Imprisoning Kenneth Bae serves no real purpose.
The next carrier out of Pyongyang should include the remaining Americans.
Toronto Star on no reason to panic over Ebola:
With a spate of Ebola cases popping up in North America, including recently in New York, where a doctor rode the subway and went bowling before being diagnosed, there’s nagging public concern about the risk posed by the deadly virus.
People are right to pay attention. A case of Ebola might — and probably will — appear in Canada within the next few months. It’s a horrific disease, killing about half of those infected, and it’s out of control in parts of West Africa.

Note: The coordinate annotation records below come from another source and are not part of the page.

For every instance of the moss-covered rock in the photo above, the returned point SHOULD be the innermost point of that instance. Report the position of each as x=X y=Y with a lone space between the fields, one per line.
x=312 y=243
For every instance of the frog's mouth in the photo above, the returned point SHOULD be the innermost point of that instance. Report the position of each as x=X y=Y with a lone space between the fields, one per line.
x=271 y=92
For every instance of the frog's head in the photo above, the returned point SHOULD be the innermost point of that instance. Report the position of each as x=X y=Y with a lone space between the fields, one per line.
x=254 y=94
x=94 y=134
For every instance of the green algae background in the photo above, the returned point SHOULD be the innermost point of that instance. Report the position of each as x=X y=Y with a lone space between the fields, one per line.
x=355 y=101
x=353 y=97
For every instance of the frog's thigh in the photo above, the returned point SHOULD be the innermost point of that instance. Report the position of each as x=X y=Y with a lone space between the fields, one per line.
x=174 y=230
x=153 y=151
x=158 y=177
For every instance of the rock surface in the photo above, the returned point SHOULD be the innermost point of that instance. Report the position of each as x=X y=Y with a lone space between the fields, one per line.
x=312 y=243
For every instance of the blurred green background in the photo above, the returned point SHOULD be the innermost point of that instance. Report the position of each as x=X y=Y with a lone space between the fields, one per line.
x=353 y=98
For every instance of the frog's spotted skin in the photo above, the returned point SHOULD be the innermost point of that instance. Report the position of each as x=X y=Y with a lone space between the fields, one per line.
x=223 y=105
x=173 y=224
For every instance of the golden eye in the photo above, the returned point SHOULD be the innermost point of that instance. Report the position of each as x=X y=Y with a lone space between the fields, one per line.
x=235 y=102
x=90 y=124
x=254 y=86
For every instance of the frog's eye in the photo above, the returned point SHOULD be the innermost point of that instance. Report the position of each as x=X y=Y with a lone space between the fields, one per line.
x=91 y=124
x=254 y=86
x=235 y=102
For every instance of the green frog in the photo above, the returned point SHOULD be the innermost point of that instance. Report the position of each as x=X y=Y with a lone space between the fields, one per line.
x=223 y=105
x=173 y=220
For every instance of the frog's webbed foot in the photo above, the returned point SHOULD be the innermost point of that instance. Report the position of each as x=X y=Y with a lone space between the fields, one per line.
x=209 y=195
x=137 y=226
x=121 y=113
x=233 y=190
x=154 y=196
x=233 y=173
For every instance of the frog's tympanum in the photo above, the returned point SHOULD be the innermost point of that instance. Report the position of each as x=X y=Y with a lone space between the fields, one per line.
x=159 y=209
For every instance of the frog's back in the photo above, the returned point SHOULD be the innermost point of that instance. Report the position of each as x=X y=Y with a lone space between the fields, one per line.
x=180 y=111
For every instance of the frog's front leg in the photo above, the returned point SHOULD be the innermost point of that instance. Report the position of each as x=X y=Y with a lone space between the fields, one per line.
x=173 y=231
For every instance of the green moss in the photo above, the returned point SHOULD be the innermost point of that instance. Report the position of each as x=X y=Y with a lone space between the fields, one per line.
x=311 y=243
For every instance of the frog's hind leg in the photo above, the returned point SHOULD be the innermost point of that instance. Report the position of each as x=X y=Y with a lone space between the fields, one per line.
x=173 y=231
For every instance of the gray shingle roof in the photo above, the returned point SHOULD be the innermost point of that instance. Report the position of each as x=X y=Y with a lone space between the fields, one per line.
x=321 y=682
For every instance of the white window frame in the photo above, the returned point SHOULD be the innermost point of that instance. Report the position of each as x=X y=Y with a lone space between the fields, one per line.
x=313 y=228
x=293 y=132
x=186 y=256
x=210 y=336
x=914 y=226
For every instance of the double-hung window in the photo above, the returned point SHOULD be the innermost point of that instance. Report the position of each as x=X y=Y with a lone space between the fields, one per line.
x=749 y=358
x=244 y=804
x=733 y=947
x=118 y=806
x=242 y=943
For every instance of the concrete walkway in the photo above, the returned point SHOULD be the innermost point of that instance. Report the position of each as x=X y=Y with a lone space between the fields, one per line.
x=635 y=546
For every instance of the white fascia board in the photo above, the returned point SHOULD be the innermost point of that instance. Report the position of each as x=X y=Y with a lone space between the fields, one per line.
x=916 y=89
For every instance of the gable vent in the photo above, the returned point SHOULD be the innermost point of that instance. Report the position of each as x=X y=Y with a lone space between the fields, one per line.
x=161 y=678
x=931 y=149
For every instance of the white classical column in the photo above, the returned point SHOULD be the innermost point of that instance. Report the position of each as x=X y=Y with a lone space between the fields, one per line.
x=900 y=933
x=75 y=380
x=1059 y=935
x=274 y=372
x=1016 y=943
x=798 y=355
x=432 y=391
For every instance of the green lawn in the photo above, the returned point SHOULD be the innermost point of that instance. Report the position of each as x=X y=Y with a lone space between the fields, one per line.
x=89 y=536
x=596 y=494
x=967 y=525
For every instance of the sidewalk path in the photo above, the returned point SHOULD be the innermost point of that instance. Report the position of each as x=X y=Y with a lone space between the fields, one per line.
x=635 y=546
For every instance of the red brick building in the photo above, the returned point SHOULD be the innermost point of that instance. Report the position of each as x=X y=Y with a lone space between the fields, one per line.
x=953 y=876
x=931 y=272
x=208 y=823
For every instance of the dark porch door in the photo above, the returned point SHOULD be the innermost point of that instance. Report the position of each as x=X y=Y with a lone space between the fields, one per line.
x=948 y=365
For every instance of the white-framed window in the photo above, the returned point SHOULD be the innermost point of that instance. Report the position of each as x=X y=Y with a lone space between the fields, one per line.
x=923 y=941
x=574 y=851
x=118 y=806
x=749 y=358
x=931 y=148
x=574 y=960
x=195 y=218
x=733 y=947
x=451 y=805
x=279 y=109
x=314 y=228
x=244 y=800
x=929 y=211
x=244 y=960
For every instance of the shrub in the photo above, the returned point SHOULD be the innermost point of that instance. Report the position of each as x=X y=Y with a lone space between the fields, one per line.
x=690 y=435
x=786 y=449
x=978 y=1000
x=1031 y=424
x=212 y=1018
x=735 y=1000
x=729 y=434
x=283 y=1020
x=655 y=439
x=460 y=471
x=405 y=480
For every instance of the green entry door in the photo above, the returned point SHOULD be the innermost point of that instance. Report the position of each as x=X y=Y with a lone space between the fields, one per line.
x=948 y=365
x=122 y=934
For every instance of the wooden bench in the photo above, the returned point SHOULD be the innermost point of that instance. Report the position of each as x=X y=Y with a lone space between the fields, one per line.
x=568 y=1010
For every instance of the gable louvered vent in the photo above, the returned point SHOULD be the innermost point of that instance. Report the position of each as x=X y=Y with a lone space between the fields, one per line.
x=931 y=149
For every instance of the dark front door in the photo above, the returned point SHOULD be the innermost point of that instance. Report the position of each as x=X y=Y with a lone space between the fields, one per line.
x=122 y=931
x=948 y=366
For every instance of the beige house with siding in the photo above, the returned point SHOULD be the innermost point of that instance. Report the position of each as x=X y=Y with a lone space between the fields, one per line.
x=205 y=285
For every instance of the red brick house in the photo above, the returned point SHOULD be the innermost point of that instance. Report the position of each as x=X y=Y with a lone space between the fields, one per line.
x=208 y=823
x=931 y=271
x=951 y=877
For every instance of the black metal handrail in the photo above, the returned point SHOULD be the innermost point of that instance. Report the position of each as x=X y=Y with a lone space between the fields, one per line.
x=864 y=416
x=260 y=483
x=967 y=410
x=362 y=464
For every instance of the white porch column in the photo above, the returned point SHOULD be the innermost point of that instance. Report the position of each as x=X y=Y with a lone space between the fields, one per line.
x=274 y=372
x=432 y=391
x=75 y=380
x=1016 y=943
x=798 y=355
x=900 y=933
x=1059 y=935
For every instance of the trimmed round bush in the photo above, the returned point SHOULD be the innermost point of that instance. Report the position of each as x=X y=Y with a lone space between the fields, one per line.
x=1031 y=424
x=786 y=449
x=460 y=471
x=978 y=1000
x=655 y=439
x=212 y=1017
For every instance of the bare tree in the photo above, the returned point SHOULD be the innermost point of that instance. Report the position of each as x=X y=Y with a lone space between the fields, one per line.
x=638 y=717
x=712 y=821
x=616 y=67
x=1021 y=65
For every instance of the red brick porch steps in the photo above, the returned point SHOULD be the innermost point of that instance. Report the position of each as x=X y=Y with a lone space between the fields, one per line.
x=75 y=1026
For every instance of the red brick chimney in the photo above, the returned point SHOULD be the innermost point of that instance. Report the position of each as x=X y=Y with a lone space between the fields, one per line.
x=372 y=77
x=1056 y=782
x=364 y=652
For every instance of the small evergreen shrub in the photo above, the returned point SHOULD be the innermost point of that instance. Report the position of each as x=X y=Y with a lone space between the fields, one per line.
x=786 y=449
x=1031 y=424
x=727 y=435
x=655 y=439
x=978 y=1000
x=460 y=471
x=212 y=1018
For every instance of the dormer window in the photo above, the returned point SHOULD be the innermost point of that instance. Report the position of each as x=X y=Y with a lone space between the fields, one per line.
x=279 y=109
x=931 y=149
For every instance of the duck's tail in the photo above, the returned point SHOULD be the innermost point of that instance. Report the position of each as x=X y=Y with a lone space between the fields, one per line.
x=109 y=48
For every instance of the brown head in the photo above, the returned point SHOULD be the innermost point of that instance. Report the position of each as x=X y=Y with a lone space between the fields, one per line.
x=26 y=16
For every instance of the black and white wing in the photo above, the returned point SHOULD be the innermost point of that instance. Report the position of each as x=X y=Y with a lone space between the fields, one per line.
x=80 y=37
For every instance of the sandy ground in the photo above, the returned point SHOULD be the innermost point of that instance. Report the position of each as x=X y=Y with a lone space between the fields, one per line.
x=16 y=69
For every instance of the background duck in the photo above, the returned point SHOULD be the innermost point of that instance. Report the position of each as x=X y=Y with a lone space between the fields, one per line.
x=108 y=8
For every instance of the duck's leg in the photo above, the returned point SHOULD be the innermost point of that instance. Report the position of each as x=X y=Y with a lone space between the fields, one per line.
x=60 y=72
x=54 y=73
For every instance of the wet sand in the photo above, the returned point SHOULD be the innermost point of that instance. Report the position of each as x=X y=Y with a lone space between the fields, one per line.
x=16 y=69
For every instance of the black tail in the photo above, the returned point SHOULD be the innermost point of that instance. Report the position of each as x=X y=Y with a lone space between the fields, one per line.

But the general public in North America has no reason for fear. Indeed, there’s probably more reason to worry about drug-resistant tuberculosis in the wake of a troubling World Health Organization report last week.
The evidence so far available about Ebola shows that risk in the United States and Canada is confined mainly to health care professionals. That’s understandable. The Ebola virus isn’t especially easy to contract. It requires direct contact with contaminated vomit, diarrhea, blood or other body fluid. Brave doctors, nurses, paramedics and other health care providers are far more likely to encounter such material than a person on the street. They care for the sick, bearing the burden of risk so that others stay safe.
Initial slip-ups in Dallas, which had the first case of Ebola diagnosed in North America, resulted in two nurses being infected. Both were involved in treating Thomas Eric Duncan, who arrived from Liberia without showing Ebola symptoms but who quickly fell sick and eventually died. Somehow, nurses Nina Pham and Amber Vinson were exposed to infected fluid.
Lessons were learned and procedures aimed at defending health care workers were tightened up, with special attention to safely removing protective gear. But these incidents have fanned fear in the United States.
Over-reaction south of the border has included a needless shunning of individuals who have visited Africa, or even Texas; pointless school closings; and a distressing spate of fraudulent Ebola cures being marketed online.
There’s absolutely no reason for panic. It’s telling that none of the family members who Duncan was visiting in Texas caught Ebola, even though they cared for him at the start of his illness. And Pham was declared cured on Friday and cleared to return to Dallas.
It’s a different story in West Africa, where 10,000 cases of Ebola have so far been diagnosed and about 5,000 people have died.
And that tragic toll is dwarfed by an even bigger long-term problem. The World Health Organization reported that drug-resistant tuberculosis is at crisis levels, especially in Eastern Europe and Central Asia, where “the treatment success rate is alarmingly low.”
Various forms of tuberculosis killed about 1.5 million people last year and difficult-to-cure, multi-drug resistant stains of this bacteria resulted in about 480,000 new cases of infection. This will very likely pose a far greater threat, over the long run, than Ebola does today.